Iran has never definitively admitted involvement in Levinson's disappearance, but there has been evidence during his captivity that suggests Tehran knows more than it has let on.
Ahmadinejad interview sheds light on Levinson case
In a September interview with CBS News, ahead of the United Nations General Assembly, Iranian president Mahmoud Ahmadinejad didn't deny Iran had Levinson in custody and even hinted that there had been talks about a prisoner exchange.
"I remember that last year Iranian and American intelligence groups had a meeting, but I haven't followed up on it," Ahmadinejad said. "I thought they'd come to some kind of an agreement."
Levinson is a father of seven and now has two grandchildren. In March of 2007, working as a private investigator, Levinson traveled to Dubai on a case involving counterfeit cigarettes. He took a side trip to Kish Island, an Iranian free trade zone that requires no entry visa. He met with a contact there and was arrested by Iranian authorities.
In the previously unseen photographs, a gray-haired, thick-bearded Levinson is seen in an orange jumpsuit - much like the inmates at the U.S. military prison in Guantanamo Bay, Cuba - loosely shackled with chains and holding a series of signs.
One reads: "This is the result of 30 years working for USA."
Another: "I am here in Guantanamo do you know where it is?"
Yet another reads "4th year ... you can't or you don't want ... ?" while one simply says "Help me."
Though U.S. diplomats and the FBI have tried behind the scenes to find Levinson, of Coral Springs, Fla., and bring him home, both presidents George W. Bush and Barack Obama have said little about his case and have applied little public pressure on Iran for more information about Levinson's whereabouts - something Christine Levinson wants to change.
"It needs to come front and center again," she told the AP. "There needs to be a lot more public outcry."
Around two years ago, the family received a 54-second video showing a gaunt Levinson pleading for help and saying he was being held by a "group." In the background, Pashtun wedding music can be heard. The Pashtun people live primarily in Pakistan and Afghanistan, just across Iran's eastern border.
Investigations into the source of both the video and photos yielded little conclusive information into Levinson's whereabouts. U.S. operatives in Afghanistan managed to trace the cellphone used to send the photographs, officials said. But the owner had nothing to do with the photos, and the trail went cold.
The video was sent from a cyber cafe in Pakistan in November 2010. Yet the sender left no clues to his identity and never used that email address again.
Whoever was behind the photos and video was no amateur, U.S. authorities concluded. They made no mistakes, leading investigators to conclude it had to be a professional intelligence service like Iran's Ministry of Intelligence and Security.
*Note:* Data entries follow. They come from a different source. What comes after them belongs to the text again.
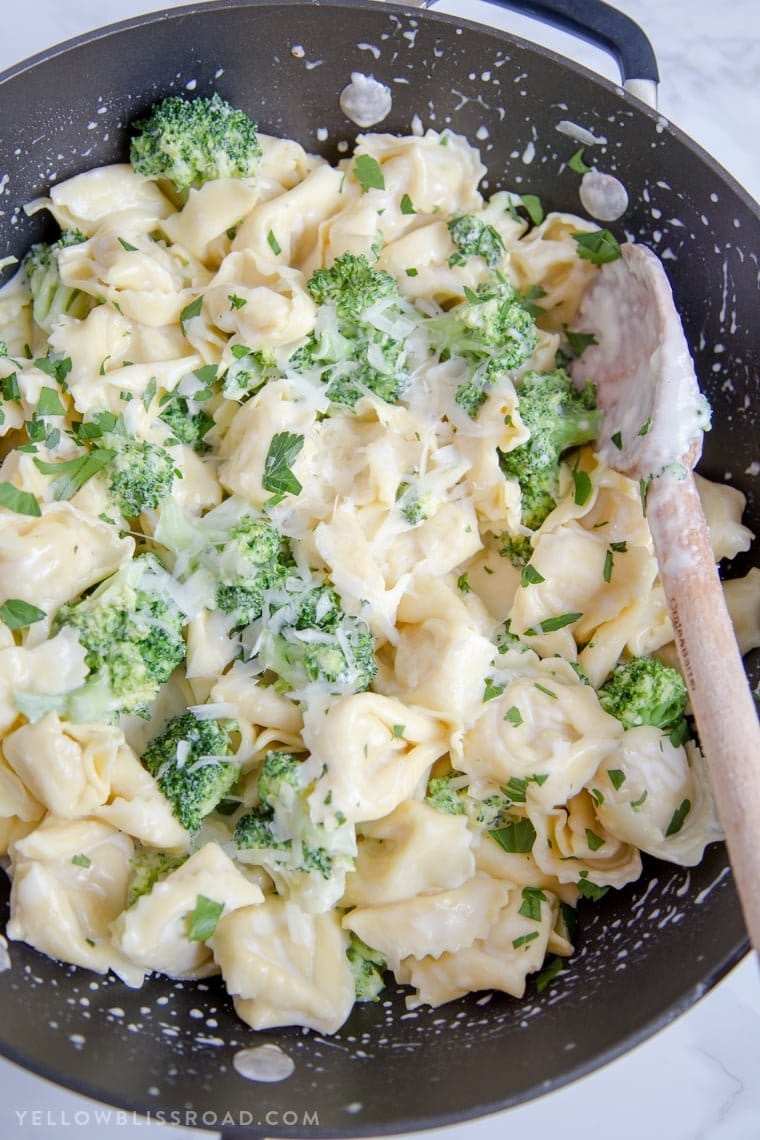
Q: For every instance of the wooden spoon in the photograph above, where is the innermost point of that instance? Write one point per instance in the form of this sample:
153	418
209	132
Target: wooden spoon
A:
654	416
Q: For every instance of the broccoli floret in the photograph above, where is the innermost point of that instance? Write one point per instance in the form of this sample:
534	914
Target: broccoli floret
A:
645	691
474	237
443	797
345	660
50	298
558	416
312	640
351	285
191	141
506	641
279	779
359	341
517	548
416	505
367	967
147	866
140	475
131	630
188	762
186	425
248	566
492	331
488	813
489	322
247	373
307	860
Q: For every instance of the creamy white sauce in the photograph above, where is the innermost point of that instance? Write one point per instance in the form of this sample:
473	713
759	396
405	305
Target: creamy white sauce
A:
603	196
366	102
580	133
661	388
263	1063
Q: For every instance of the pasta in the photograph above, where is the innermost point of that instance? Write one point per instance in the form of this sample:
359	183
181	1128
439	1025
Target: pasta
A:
301	677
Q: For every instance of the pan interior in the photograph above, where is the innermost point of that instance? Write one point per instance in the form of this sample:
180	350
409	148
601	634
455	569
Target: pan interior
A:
644	953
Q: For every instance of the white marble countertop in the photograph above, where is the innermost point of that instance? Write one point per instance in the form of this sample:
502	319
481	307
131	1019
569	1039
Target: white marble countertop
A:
700	1077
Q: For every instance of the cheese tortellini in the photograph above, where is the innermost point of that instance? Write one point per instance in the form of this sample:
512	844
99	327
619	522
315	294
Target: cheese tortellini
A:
421	772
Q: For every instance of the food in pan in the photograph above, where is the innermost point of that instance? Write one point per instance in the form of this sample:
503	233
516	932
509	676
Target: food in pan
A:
329	646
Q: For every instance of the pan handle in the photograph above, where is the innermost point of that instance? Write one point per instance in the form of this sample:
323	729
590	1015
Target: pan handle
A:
605	26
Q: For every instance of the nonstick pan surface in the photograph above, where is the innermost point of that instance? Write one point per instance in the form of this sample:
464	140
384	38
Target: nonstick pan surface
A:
643	954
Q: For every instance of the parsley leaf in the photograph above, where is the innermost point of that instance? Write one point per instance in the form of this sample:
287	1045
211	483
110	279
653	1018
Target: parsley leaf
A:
190	310
283	452
523	939
533	208
531	904
368	173
582	483
56	368
678	817
17	615
589	889
516	837
550	625
609	562
597	246
577	163
202	921
491	691
10	389
74	473
49	404
531	577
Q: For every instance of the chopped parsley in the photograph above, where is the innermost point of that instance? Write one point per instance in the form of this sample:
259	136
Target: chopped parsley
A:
368	173
597	246
17	613
283	452
202	921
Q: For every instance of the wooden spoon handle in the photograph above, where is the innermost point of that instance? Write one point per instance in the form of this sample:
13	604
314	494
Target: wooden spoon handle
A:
721	701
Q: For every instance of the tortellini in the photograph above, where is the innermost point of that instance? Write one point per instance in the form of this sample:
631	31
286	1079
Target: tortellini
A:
284	967
655	796
153	933
70	880
370	754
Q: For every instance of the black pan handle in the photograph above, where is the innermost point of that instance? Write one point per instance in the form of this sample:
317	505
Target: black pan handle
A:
605	26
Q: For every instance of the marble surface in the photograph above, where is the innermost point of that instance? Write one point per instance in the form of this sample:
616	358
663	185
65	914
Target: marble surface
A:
700	1077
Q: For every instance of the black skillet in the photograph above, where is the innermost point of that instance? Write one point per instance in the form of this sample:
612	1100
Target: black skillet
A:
644	954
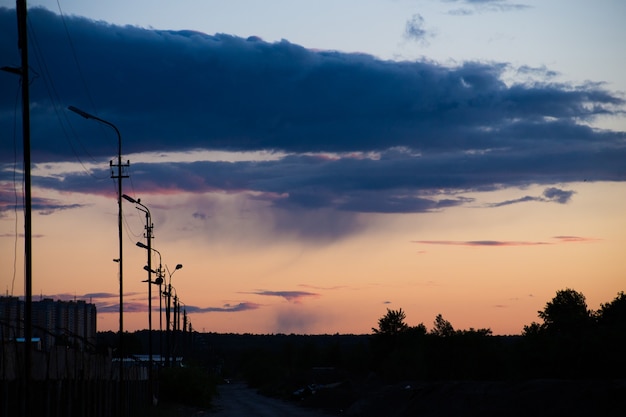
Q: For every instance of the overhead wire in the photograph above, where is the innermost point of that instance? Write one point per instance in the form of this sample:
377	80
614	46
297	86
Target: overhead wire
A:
55	100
Christine Levinson has watched more public pressure result in Iran's release of a trio of hikers, a journalist named Roxana Saberi and a team of British sailors captured by the Iranian Navy. Everyone has come home except her husband.
Washington's quiet diplomacy, meanwhile, has yielded scant results beyond the Iranian president's promise to help find Levinson.
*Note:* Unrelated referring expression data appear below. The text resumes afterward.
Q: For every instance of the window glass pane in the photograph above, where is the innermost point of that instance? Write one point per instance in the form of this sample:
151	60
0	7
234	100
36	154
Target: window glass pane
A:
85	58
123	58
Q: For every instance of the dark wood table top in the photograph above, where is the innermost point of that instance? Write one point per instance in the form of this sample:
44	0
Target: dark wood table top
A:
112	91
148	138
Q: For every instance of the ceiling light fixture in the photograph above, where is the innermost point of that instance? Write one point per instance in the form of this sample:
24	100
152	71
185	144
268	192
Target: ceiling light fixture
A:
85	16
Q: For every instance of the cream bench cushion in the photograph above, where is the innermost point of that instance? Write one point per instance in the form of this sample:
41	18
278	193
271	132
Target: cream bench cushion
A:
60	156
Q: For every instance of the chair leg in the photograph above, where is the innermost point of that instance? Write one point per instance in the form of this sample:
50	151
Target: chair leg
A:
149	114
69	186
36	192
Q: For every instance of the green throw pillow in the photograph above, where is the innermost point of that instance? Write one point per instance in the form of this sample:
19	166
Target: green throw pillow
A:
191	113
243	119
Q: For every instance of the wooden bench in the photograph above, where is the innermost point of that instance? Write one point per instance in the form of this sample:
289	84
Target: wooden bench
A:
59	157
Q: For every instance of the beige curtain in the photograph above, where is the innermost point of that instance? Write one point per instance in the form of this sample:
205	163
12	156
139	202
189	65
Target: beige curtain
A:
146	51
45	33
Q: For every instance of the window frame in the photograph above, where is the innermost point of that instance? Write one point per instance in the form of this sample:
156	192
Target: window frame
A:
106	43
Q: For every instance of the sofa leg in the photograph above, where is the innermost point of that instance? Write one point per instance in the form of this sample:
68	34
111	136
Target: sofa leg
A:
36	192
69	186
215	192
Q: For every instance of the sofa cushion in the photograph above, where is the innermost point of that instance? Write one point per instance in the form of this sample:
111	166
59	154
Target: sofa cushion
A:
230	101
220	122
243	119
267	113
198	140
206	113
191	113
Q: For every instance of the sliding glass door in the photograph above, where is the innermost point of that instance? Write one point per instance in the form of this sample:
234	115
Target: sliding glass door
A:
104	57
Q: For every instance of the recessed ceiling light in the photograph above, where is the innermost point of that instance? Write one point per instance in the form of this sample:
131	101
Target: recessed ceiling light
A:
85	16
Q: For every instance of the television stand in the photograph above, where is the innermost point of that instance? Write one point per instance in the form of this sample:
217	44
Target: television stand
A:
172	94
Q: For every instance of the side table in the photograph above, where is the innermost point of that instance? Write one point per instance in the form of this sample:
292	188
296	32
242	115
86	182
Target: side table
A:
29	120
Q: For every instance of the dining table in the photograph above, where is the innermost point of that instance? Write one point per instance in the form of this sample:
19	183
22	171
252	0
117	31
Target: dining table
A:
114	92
"We assumed there would be some kind of follow-up and we didn't get any," Christine Levinson said. "After those pictures came, we received nothing."
In one meeting between the two countries, the Iranians told the U.S. that they were looking for Levinson and were conducting raids in Baluchistan, a mountainous region that includes parts of Pakistan, Iran and Afghanistan, U.S. officials said. But the U.S. ultimately concluded that the Iranians made up the story. There were no raids, and officials determined that the episode was a ruse by Iranian counterintelligence to learn how U.S. intelligence agencies work.
Christine Levinson said she has met with Obama and John Brennan, Obama's counterterrorism czar and nominee to run the CIA. She said that both men pledged to do everything they could to free her husband. Now, nearly six years after his disappearance, she thinks Iran is being let off the hook.
"He's a good man," she said. "He just doesn't deserve this."
FBI spokeswoman Jacqueline Maguire said: "As we near the sixth anniversary of his disappearance, the FBI remains committed to bringing Bob home safely to his family."